Le récit des circonstances de l’Eveil de Dôgen tel qu’il nous est parvenu par Keizan, qui lui-même le tenait de Tettsu Gikai, disciple direct de Dôgen, illustre très exactement cet état de total dépouillement et la réalisation du visage originel qui l’a accompagné. Le voici : « au cours de l’été 1225, un matin avant l’aube, tandis que Dôgen méditait dans le zendô avec les autres moines, l’abbé Ju-ching (Nyôjô) aperçut un moine qui s’était assoupi et le sermonna d’une voix furieuse : « la pratique de zazen, c’est laisser tomber le corps-esprit. A quoi penses-tu arriver en somnolant ? » Ces paroles firent sursauter Dôgen qui méditait paisiblement. D’abord effrayé, il fut soudain envahi d’une joie qu’il n’avait jamais connue. Il comprit qu’il avait enfin rencontré ce que depuis toujours il recherchait.
Aussitôt le zazen terminé, il alla trouver Ju-ching dans sa chambre, alluma de l’encens et se prosterna. Son maître lui dit :
Pourquoi fais-tu cela ?
-Je viens d’abandonner le corps-esprit.
-Tu les as réellement abandonnés.
Humblement, Dôgen protesta :
Je viens tout juste de le comprendre. Ne me donnez pas aussi facilement votre approbation.
-Je ne le fais pas.
Dôgen insista :
-A quoi reconnaissez-vous que j’en suis là ?
Ju-Ching répliqua simplement :
Le corps-esprit est tombé.
Alors, Dôgen se prosterna de nouveau en signe de respect et de gratitude. Selon la tradition de l’école Sôtô, Ju-ching se serait à son tour prosterné devant son disciple, disant : voilà ce que l’on appelle abandonner jusqu’à l’idée d’abandonner. »

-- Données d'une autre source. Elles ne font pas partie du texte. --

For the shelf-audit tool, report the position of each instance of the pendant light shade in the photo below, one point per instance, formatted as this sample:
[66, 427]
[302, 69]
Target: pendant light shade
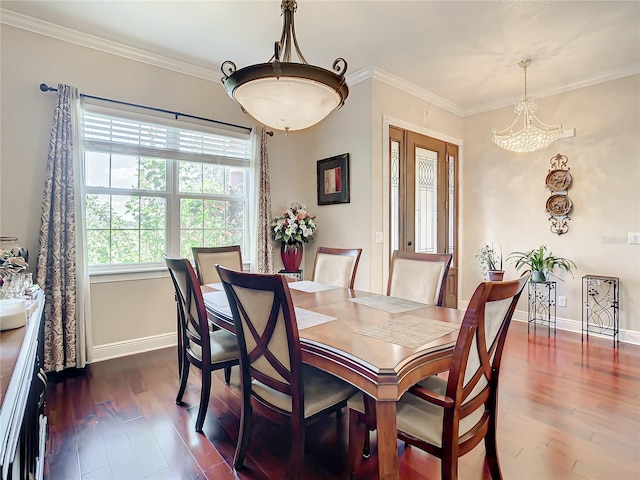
[287, 95]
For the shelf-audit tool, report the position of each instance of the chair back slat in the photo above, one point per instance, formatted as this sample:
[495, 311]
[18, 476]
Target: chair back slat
[191, 308]
[420, 277]
[267, 330]
[206, 258]
[336, 266]
[478, 351]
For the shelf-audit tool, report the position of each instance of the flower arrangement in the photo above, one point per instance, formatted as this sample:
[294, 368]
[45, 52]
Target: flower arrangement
[295, 225]
[12, 261]
[490, 260]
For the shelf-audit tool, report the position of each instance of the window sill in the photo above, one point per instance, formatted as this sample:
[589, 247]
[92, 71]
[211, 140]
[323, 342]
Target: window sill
[128, 275]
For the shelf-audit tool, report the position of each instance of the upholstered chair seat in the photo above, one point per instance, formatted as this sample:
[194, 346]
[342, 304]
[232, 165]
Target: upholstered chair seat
[197, 344]
[321, 391]
[449, 417]
[274, 381]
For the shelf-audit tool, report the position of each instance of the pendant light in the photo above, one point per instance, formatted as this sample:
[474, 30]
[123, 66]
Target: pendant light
[283, 94]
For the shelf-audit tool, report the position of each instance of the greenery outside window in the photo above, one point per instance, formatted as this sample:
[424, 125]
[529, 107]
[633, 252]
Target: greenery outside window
[151, 188]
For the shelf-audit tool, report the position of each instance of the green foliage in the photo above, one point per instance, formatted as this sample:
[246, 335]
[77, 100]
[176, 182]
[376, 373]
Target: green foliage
[541, 260]
[132, 228]
[489, 259]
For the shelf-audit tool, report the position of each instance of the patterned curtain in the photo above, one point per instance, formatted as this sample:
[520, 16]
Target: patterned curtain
[56, 270]
[264, 256]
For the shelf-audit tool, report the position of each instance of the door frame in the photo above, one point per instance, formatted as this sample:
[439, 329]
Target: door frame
[387, 121]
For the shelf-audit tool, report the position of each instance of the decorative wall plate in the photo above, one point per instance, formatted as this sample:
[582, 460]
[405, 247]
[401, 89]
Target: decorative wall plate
[559, 205]
[558, 180]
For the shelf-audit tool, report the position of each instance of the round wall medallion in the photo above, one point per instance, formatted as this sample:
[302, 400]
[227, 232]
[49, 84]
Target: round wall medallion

On peut dire à propos de cet Eveil, comme à propos de ceux dont le récit nous est aussi parvenu, que : c’est venu comme ça ! En la fulgurance d’un instant, plus apparenté à l’éternel présent qu’au temps linéaire, l’identification au corps-esprit est tombée. Tombée totalement. On trouve un écho de cette expérience dans ce que Dôgen dit de l’Eveil dans ce même chapitre du Yui butsu yo butsu : « si l’Eveil advient en puisant sa force dans ce que l’on pensait d’avance, cet Eveil-là ne doit pas être un Eveil prometteur. Comme il ne puise pas sa force dans ce qui existait avant lui et qu’il advient en le surpassant de très haut, l’Eveil est chose soutenue seulement par la force de l’Eveil. »
L’Eveil est de la nature de l’Eveil car « seul bouddha connaît bouddha ». Il est, dans la fulgurance d’un instant hors du temps, l’irruption soudaine de « la chose réelle » dans une conscience jusqu’alors confinée dans l’espace du moi/je. Notons qu’à l’exclamation de Dôgen (« j’ai abandonné le corps-esprit »), Nyôjô répond : « le corps-esprit est tombé ». Sa réponse atteste qu’ultimement, aucune volonté, aucun pouvoir relevant de la sphère de l’humain ne fait tomber le corps-esprit. C’est « seulement par la force de l’Eveil » qu’il tombe.
Ainsi, si les efforts déployés par le pratiquant tout au long de son cheminement sur la Voie sont indispensables, il n’en reste pas moins que ce qui advient à l’instant de l’Eveil procède d’une réalité les transcendant.